Tranquilidade absoluta com uma ameaça de chuva cada vez mais consistente. O céu carregava-se por cima de um estádio deserto, silencioso. Só se movia aquilo que o vento levantava e o som monocórdico do motor a diesel de um automóvel que entrava no parque de estacionamento tornava-se ensurdecedor. Isaías acabara de retirar a chave da ignição. O telemóvel tocara e o jogador vinha a conversar, enquanto confirmava que tinha trancado a viatura. Tudo normal. O ritual de sempre, talvez num passo mais acelerado que o habitual, para evitar qualquer surpresa do tecto de nuvens que ameaçava ceder. 

Preparava-se o derradeiro treino antes da visita do Farense. O tratador, de impermeável, tentava emendar a relva aqui e ali, penteando tufo por tufo para que as condições sejam as melhores. O tapete é bom, mas o inverno não perdoa. Isaías espreita o verde e parece imaginar a façanha que deseja. «Vai ser uma boa oportunidade para o clube se mostrar». O defesa conhece cada centímetro do estádio, mas opta por percorrê-lo uma vez mais com o olhar. O tema aviva-lhe a memória. «Já ganhámos ao Farense para a Taça de Portugal», lembra. «Foi em 94-95, na época em que subimos à I Liga. Tinhamos uma grande equipa. Jogavam cá o Sérgio Conceição e o Jordão». 
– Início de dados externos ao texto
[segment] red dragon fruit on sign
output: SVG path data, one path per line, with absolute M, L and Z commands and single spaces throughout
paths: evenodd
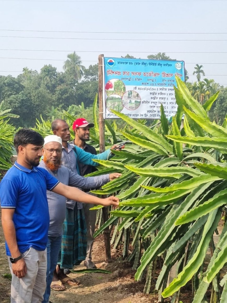
M 113 83 L 111 81 L 109 81 L 107 82 L 106 86 L 105 87 L 105 89 L 108 91 L 110 88 L 112 88 L 113 87 Z

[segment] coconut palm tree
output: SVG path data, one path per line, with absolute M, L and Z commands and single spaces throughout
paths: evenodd
M 197 99 L 198 102 L 200 102 L 202 105 L 203 103 L 206 95 L 205 83 L 202 81 L 200 81 L 197 84 L 197 90 L 194 95 L 194 98 Z
M 196 81 L 194 82 L 186 82 L 186 84 L 192 95 L 194 97 L 198 88 L 197 82 Z
M 29 70 L 28 68 L 26 66 L 26 67 L 23 68 L 22 71 L 23 72 L 22 74 L 25 80 L 25 86 L 27 86 L 28 80 L 31 80 L 31 71 Z
M 75 79 L 80 80 L 84 75 L 84 72 L 85 69 L 85 67 L 81 65 L 81 58 L 76 54 L 75 52 L 69 54 L 67 57 L 68 58 L 65 61 L 63 67 L 64 70 L 71 71 Z
M 203 79 L 203 82 L 205 83 L 204 88 L 206 90 L 206 95 L 207 96 L 207 98 L 209 99 L 211 95 L 212 85 L 214 83 L 214 80 L 212 79 L 209 80 L 205 78 Z
M 199 64 L 196 64 L 196 66 L 195 67 L 195 70 L 193 72 L 193 74 L 194 75 L 196 74 L 196 77 L 198 82 L 199 82 L 201 79 L 201 75 L 202 75 L 203 76 L 205 75 L 204 71 L 202 69 L 202 68 L 203 67 L 202 65 L 199 65 Z

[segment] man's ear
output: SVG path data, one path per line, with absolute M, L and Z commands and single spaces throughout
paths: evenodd
M 23 154 L 24 151 L 24 147 L 21 145 L 18 146 L 18 153 Z

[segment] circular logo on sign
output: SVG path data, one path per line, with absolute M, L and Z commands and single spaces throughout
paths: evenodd
M 108 59 L 107 62 L 107 65 L 112 67 L 115 65 L 115 61 L 113 59 Z

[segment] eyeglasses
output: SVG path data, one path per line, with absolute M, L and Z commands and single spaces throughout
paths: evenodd
M 58 155 L 61 154 L 62 152 L 62 149 L 54 149 L 54 148 L 45 148 L 44 147 L 43 148 L 44 149 L 46 149 L 48 152 L 49 154 L 53 154 L 54 152 L 54 151 Z

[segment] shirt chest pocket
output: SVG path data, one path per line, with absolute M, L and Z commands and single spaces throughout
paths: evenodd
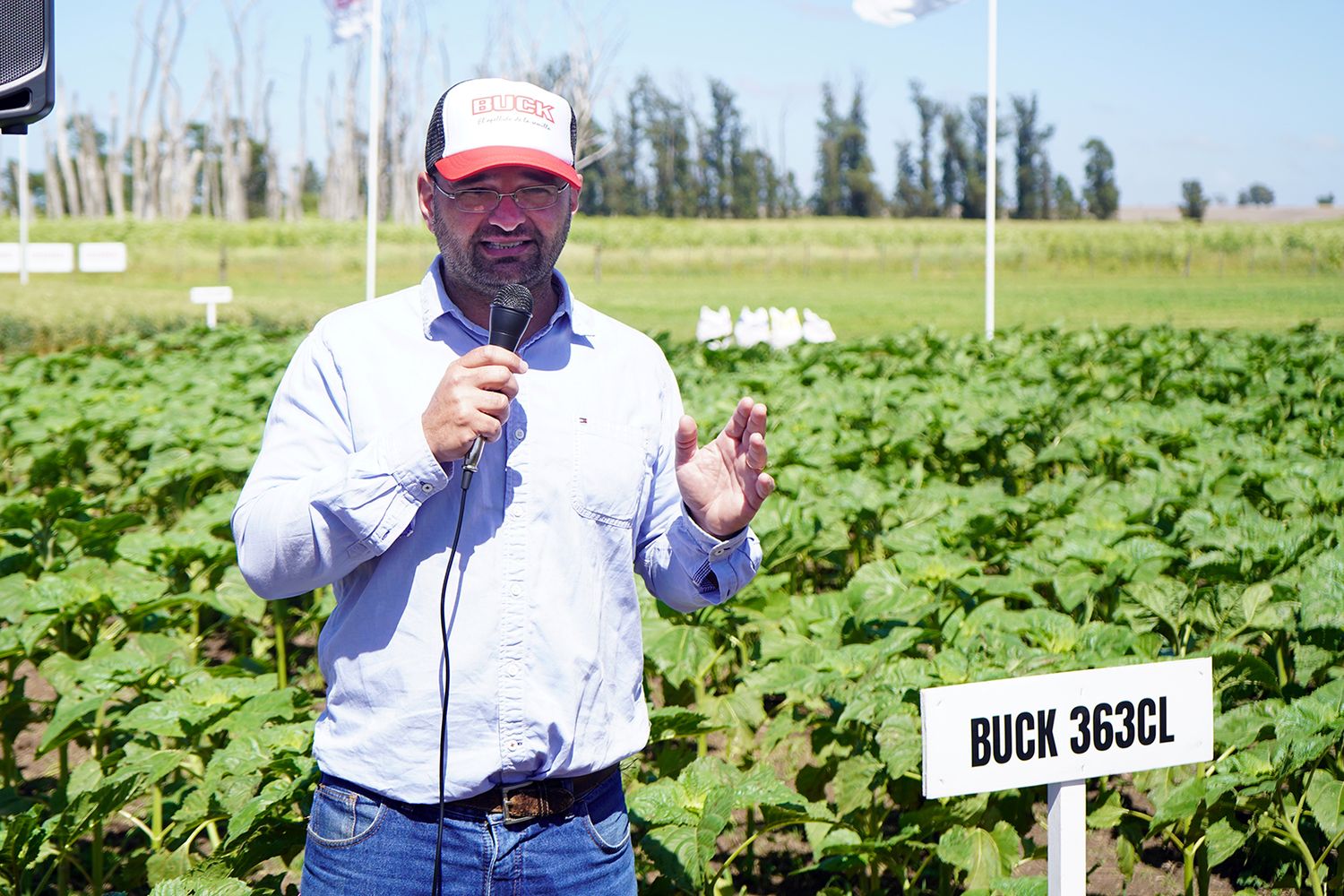
M 645 500 L 649 450 L 645 433 L 579 418 L 574 427 L 570 496 L 579 516 L 629 527 Z

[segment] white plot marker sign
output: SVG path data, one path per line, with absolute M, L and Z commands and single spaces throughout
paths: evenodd
M 206 306 L 206 326 L 215 329 L 215 305 L 224 305 L 234 301 L 233 286 L 192 286 L 191 302 Z
M 1051 896 L 1086 887 L 1086 779 L 1214 758 L 1214 661 L 1169 660 L 919 692 L 923 795 L 1050 785 Z

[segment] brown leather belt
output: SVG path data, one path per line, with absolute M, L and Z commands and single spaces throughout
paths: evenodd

Isaías espera que a história se repita no desafio de amanhã. «Queremos mostrar que ainda estamos vivos», assegura. A vontade, de resto, já ultrapassa esta eliminatória e detém-se umas semanas mais adiante no calendário. «Queremos seguir em frente para depois apanhar um grande», assume. «De preferência o Benfica, que não está num grande momento». A perspectiva parece-lhe ideal para a realidade do Leça. «Seria bom para os cofres do clube». Unicamente? «Não podemos pensar em chegar à final, até porque o nosso objectivo prioritário é a manutenção na II Liga». Seria apenas um raro instante de visibilidade. 

Já venceu no Jamor 

O Leça esteve quase a ancorar na I Liga, mas acabou por encalhar num processo complicado que o fez retroceder à posição originária. Isaías já tinha saído para o Boavista, clube que lhe permitiu renovar o lote de recordações da Taça. «Ganhei a Taça de Portugal em 95-96 e posso garantir que é uma sensação única», revela, assumindo uma teoria que abranje todo o plantel. «Esta partida será boa para mim, mas creio que é melhor para os jogadores mais jovens, que nunca apareceram neste tipo de situações». 

Aproxima-se o Natal, época em que muitos dos brasileiros que jogam em Portugal se deslocam ao seu país para reunir com a família. Isaías, no entanto, é dos vários que permanecem por cá, contando os minutos até ao encontro anual que não conhece divisões, ordenados ou estatuto. «Vou estar com os Atletas de Cristo num hotel da Mealhada». A troca de pendras será inevitável. O defesa espera ainda receber os parabéns pelo sucesso sobre o Farense.